27 Mayıs 1960... Türk siyasi tarihinin dönüm noktalarında biri. Demokrasi şehitlerimizi rahmet ve dua ile yad ediyoruz.
61 yıl sonra Türk demokrasisi yine ve yeni bir sınavla karşı karşıya. Yöntemleri ve aktörleri farklı olsa da hedefi değişmez bir kurgu bu.
Meşru siyaseti ve milletin tercihlerini itibarsızlaştırmayı içeren, ülkenin yönetilebilirliği iradesini sakatlamayı amaçlayan eylemler dizisi dün olduğu gibi bugün de söz konusu. Böylesi durumlar müteyakkız ve soğukkanlı olmayı, çok yönlü düşünmeyi ve birkaç adım sonrasını görmeyi gerektirir.

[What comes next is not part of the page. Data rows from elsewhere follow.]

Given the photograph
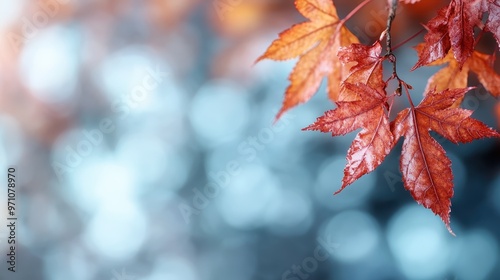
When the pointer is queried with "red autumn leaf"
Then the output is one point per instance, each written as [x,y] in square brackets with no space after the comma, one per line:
[437,40]
[316,42]
[367,70]
[425,167]
[453,28]
[452,76]
[373,143]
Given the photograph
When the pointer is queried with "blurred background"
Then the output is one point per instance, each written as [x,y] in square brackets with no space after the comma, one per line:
[143,140]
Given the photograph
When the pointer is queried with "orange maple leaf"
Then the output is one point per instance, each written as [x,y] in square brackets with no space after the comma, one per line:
[452,76]
[367,70]
[316,42]
[373,143]
[425,167]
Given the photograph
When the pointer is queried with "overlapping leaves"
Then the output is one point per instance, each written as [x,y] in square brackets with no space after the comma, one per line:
[327,49]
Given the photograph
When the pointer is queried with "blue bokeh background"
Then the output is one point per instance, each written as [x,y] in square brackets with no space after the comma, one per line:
[145,148]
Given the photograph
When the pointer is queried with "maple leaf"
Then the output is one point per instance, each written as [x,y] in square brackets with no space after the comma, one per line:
[367,70]
[437,40]
[497,110]
[452,76]
[424,165]
[373,143]
[316,42]
[452,28]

Halen organize suç örgütü şüphelisi konumundaki Sedat Peker'in, "İddia, İftira, İtiraf" üçgeninde şekillenen video mesaj serisi dikkatlice analiz edildiğinde...
Başlangıçta şahsi nedenler taşıdığı izlenimi veren, giderek siyaseti, hatta devlet dinamiklerini etkileme boyutuna varan nitelik değişimi dikkati çekiyor.
Bir nevi gerçeklik algısını hakim kılmaya çabalayan iddia sahibi, aynı zamanda itiraflarda da bulunduğunu gizlemiyor. Hatta dedikodu, duyum ve iftira vasıflı beyanlarını sürdürebiliyor!
Gelinen aşamada...
Cumhurbaşkanı Tayyip Erdoğan, AK Parti Grup Toplantısı'nda net bir çerçeve çizdi. Öncelikle siyaset arkadaşlarını sahiplendi. Ardından, istikrarı zedelemeye dönük tezgahları bozacaklarını söyledi. 1990'lı yılların tablosunu günümüz şartlarına uyarlama çabalarına set çekti. Suç örgütleri, terör örgütleri ve uyuşturucu ile mücadele bağlamındaki kararlılığını bir kez daha teyit etti. Sadece keskin söylemlerle de yetinmedi. Gerek Ankara gerekse İstanbul Anadolu cumhuriyet başsavcılıklarının harekete geçtiğini kamuoyuna hatırlattı. Hem iftiraların hem de iddiaların soruşturmasının başladığını kayda geçirdi.
***
Peki, bundan sonra ne yapılabilir?
Birincisi, suç örgütü lideri profili malum Peker'in, Türkiye'ye iadesi için başlatılan girişimlerin sonuca ulaşması beklenebilir. Kendisi, yabancı servislerin tesirine girmediğini öne sürse de FETÖ tarzı kirli araçlara abanması, "Türkiye'ye yönelik operasyon kanaatini" pekiştirmiştir.
İkincisi, Cumhurbaşkanlığı Devlet Denetleme Kurulu'nun görevlendirilmesi ve geniş bir perspektiften inceleme yürütmesi seçeneğidir.
Üçüncüsü ise lekelenmeme hakkının baki olduğu ilkesinden hareketle, uygun zaman ve zeminde gerçekleşmesi muhtemel kadro değişikliğidir.